In this particular case, $55,402.47 worth of denials — to be withheld from future payments to the pharmacy.
Tyrone’s comment: This is a BIG, BIG deal. What happens to the dollars PBMs recover from pharmacies due to these audits? The dollars, sometimes huge amounts, are going into the bank accounts of traditional and pass-through PBMs when the money should in principle go back to plan sponsors who paid for the medications in the first damn place! I bet you [Benefits Directors, benefits consultants, principals etc…] haven’t had this conversation with your TPA or PBM. If not, shame on you. By the way, there is a name for this process and it’s referred to as back-billing. Though audits are necessary and sometimes produce good results, I am not a fan when the audit hurts stakeholders (i.e. patients, pharmacists and plan sponsors). The PBM is often the only beneficiary from this opaque process. The solution is to conduct your business with a fee-only or fiduciary TPA/PBM vendor.
Jay Adzema, pharmacist and owner of Adzema Pharmacy on Perry Highway, says an auditor for St.

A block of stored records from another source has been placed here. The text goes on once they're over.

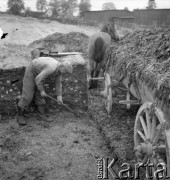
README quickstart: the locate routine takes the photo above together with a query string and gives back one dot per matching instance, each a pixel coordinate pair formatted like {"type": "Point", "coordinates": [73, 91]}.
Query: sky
{"type": "Point", "coordinates": [97, 4]}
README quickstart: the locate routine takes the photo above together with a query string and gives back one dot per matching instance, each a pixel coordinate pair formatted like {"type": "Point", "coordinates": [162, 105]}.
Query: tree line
{"type": "Point", "coordinates": [63, 7]}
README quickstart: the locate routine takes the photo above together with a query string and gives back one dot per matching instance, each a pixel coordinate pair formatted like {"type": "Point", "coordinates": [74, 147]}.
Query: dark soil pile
{"type": "Point", "coordinates": [144, 55]}
{"type": "Point", "coordinates": [73, 41]}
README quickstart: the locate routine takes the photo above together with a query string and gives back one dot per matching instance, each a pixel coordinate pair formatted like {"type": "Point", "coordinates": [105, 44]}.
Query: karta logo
{"type": "Point", "coordinates": [106, 167]}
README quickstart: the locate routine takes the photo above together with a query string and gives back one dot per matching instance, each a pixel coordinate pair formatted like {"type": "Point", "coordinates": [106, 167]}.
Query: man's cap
{"type": "Point", "coordinates": [67, 66]}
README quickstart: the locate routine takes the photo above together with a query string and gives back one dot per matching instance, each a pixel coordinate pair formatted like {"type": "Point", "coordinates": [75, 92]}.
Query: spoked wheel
{"type": "Point", "coordinates": [108, 94]}
{"type": "Point", "coordinates": [150, 138]}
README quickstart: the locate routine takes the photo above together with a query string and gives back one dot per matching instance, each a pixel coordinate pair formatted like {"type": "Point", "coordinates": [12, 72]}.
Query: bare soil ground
{"type": "Point", "coordinates": [67, 147]}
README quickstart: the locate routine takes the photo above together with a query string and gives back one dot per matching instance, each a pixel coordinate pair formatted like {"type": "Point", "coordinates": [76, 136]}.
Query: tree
{"type": "Point", "coordinates": [41, 5]}
{"type": "Point", "coordinates": [126, 8]}
{"type": "Point", "coordinates": [108, 6]}
{"type": "Point", "coordinates": [15, 6]}
{"type": "Point", "coordinates": [151, 4]}
{"type": "Point", "coordinates": [84, 6]}
{"type": "Point", "coordinates": [62, 7]}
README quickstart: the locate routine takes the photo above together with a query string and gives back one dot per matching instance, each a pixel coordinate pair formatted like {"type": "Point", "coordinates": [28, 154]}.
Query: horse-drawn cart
{"type": "Point", "coordinates": [152, 123]}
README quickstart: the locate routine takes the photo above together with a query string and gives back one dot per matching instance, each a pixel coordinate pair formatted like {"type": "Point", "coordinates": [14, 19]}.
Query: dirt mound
{"type": "Point", "coordinates": [144, 55]}
{"type": "Point", "coordinates": [153, 43]}
{"type": "Point", "coordinates": [73, 41]}
{"type": "Point", "coordinates": [13, 56]}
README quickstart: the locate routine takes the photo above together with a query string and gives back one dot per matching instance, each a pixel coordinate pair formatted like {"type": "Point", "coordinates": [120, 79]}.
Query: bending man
{"type": "Point", "coordinates": [36, 72]}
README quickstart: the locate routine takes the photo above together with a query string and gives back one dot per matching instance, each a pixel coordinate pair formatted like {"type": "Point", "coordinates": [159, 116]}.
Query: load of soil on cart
{"type": "Point", "coordinates": [13, 56]}
{"type": "Point", "coordinates": [58, 42]}
{"type": "Point", "coordinates": [144, 55]}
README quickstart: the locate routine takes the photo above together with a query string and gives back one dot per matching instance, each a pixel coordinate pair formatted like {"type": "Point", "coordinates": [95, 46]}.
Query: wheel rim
{"type": "Point", "coordinates": [149, 138]}
{"type": "Point", "coordinates": [108, 92]}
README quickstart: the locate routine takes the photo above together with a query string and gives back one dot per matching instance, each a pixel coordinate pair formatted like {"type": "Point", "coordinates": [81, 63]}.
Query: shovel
{"type": "Point", "coordinates": [64, 105]}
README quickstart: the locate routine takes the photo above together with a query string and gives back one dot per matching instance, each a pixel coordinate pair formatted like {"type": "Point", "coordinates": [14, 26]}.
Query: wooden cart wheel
{"type": "Point", "coordinates": [150, 137]}
{"type": "Point", "coordinates": [108, 94]}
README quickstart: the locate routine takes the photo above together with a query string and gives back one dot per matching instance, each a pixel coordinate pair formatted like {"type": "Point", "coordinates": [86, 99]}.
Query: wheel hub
{"type": "Point", "coordinates": [145, 147]}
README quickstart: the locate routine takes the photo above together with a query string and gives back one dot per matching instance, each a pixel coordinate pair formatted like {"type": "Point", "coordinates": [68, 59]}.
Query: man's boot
{"type": "Point", "coordinates": [41, 109]}
{"type": "Point", "coordinates": [20, 117]}
{"type": "Point", "coordinates": [42, 113]}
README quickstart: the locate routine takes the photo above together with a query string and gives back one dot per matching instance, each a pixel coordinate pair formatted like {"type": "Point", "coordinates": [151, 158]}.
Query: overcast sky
{"type": "Point", "coordinates": [97, 4]}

Louis-based Express Scripts — a leading pharmacy benefit manager (PBM) nationwide which administers plans for Highmark, UPMC Health Plan and others — came to his shop on June 29 after asking to review some of the 20,000 prescriptions he filled over the past two years.
Mr. Adzema said the auditor pulled 19 prescriptions for medications costing between $500 and $3,700, even though he estimates 90 percent of his dispensed scripts cost less than $50. He received the final 8-page audit report July 7, listing multiple errors from six cases for missing scripts, an incorrect supply for days needed, invalid or incomplete scripts or refills made too soon.

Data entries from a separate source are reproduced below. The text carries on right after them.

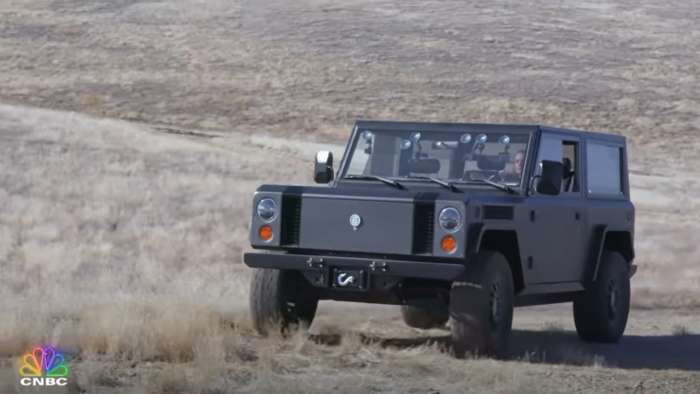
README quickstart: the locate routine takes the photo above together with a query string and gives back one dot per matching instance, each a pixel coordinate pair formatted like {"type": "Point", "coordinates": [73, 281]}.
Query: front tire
{"type": "Point", "coordinates": [481, 307]}
{"type": "Point", "coordinates": [281, 300]}
{"type": "Point", "coordinates": [601, 312]}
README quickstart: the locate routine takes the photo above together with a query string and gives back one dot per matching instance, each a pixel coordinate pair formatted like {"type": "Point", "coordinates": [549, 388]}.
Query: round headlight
{"type": "Point", "coordinates": [267, 209]}
{"type": "Point", "coordinates": [450, 219]}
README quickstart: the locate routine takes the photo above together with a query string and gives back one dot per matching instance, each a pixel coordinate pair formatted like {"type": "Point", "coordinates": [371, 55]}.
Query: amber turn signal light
{"type": "Point", "coordinates": [448, 244]}
{"type": "Point", "coordinates": [265, 232]}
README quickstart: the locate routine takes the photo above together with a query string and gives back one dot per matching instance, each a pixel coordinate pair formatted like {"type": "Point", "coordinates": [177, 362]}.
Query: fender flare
{"type": "Point", "coordinates": [600, 237]}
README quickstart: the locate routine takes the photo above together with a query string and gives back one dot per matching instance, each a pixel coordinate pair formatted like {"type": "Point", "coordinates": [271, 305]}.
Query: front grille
{"type": "Point", "coordinates": [423, 228]}
{"type": "Point", "coordinates": [498, 212]}
{"type": "Point", "coordinates": [291, 220]}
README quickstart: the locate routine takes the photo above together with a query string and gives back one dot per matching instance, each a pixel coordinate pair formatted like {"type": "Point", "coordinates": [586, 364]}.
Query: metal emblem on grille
{"type": "Point", "coordinates": [355, 221]}
{"type": "Point", "coordinates": [345, 279]}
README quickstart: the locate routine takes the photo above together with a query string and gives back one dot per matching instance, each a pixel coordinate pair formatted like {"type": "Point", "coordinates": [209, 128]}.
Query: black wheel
{"type": "Point", "coordinates": [600, 313]}
{"type": "Point", "coordinates": [280, 300]}
{"type": "Point", "coordinates": [424, 317]}
{"type": "Point", "coordinates": [481, 307]}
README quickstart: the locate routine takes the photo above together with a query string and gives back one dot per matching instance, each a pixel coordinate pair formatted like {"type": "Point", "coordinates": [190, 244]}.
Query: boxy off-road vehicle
{"type": "Point", "coordinates": [454, 222]}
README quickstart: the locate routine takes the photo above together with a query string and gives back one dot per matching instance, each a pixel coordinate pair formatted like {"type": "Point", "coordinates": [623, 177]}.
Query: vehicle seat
{"type": "Point", "coordinates": [568, 179]}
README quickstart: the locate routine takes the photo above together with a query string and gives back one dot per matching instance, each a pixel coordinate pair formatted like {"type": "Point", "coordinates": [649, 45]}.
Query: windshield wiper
{"type": "Point", "coordinates": [439, 181]}
{"type": "Point", "coordinates": [388, 181]}
{"type": "Point", "coordinates": [497, 185]}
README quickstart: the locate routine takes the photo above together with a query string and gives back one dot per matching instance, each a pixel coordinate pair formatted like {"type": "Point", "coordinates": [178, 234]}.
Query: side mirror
{"type": "Point", "coordinates": [550, 180]}
{"type": "Point", "coordinates": [323, 167]}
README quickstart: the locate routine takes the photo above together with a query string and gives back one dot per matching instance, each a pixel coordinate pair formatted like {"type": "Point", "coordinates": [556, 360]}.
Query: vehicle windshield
{"type": "Point", "coordinates": [469, 157]}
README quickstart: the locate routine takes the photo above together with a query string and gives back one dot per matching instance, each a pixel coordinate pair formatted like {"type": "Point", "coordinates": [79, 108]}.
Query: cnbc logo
{"type": "Point", "coordinates": [43, 366]}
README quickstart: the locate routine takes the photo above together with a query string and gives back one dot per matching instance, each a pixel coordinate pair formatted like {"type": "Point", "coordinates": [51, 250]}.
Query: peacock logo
{"type": "Point", "coordinates": [43, 366]}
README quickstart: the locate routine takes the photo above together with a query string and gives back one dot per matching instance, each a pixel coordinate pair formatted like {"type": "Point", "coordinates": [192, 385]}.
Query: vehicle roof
{"type": "Point", "coordinates": [474, 127]}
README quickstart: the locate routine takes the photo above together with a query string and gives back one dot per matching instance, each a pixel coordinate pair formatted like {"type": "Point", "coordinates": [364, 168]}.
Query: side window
{"type": "Point", "coordinates": [571, 182]}
{"type": "Point", "coordinates": [556, 148]}
{"type": "Point", "coordinates": [604, 169]}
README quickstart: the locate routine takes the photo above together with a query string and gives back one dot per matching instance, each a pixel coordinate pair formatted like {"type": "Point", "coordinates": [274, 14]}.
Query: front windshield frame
{"type": "Point", "coordinates": [526, 135]}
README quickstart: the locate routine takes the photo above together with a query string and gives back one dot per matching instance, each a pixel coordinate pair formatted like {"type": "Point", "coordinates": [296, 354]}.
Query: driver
{"type": "Point", "coordinates": [515, 175]}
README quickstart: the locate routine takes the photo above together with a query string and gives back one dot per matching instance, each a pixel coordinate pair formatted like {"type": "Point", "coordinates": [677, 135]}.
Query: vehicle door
{"type": "Point", "coordinates": [553, 235]}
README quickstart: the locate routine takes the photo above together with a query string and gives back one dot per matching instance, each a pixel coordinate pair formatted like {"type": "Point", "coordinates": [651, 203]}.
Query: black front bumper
{"type": "Point", "coordinates": [377, 274]}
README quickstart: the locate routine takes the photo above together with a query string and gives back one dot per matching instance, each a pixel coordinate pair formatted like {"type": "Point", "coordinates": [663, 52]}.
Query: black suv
{"type": "Point", "coordinates": [454, 222]}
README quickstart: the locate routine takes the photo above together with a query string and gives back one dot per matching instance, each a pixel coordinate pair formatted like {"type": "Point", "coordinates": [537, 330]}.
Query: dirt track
{"type": "Point", "coordinates": [130, 234]}
{"type": "Point", "coordinates": [137, 257]}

That experience illustrates a widespread tension that can pit auditors who see themselves as safeguarding the integrity and safety of dispensing medications against pharmacists who believe the audits can be largely a money grab that latch onto minor errors to deny claims.
Pharmacists’ complaints have grabbed the attention and support of some legislators as 33 states have passed laws regulating how PBMs conduct pharmacy audits.
Pennsylvania is not among them but Rep. Matthew Baker, R-Bradford County and chair of the House health committee, hopes to change that. Mr. Baker is prime sponsor of a bill, HB 946, which was recently passed by his House colleagues to address some of pharmacists’ concerns.
If the Senate approves and the bill is signed into law, Mr. Baker said the Pharmacy Audit Integrity Act law “establishes for the first time in Pennsylvania audit procedures, written report requirements, limitations, enforcement and will provide consistency and reliability for pharmacy audits.”
Insurers contract with pharmacy benefit managers to administer their prescription plans. Pharmacists, in turn, sign contracts so they will be included on a PBM’s approved list. Those contracts typically include the pharmacy’s agreement to face periodic audits.
Because of consolidation in the industry, declining to sign the contract is not much of an option, pharmacists say: In Mr. Adzema’s case, 70 percent of his commercial business comes from prescription plans managed by Express Scripts.
In Mr. Adzema’s audit, the single biggest deduction, $44,400, was for an anti-seizure drug that cost $3,200 to $3,700 per dose. He said the pharmacy had received phone authorization to fill two prescriptions for the drug that a 6-year-old Children’s Hospital patient needed.
As part of the audit, Express Scripts denied the claim, Mr. Adzema said, because his pharmacy records did not note who in the doctor’s office provided the authorization. The denial was also applied to each of the subsequent five refills for both scripts, 12 in all, for the $44,400 total.
Because Mr. Adzema has worked with the doctor’s office for many years — his father opened Adzema Pharmacy in 1959 — he believes he can get the documentation to recover nearly all of the $55,400 “but it’s taken days out of my life to do this,” he said.
“PBM’s are running roughshod over whoever they can. They can justify anything, even charging back $40,000 because the wrong initials are on the paperwork. They are obviously targeting big dollars and care nothing about the healthcare aspects of what they do.”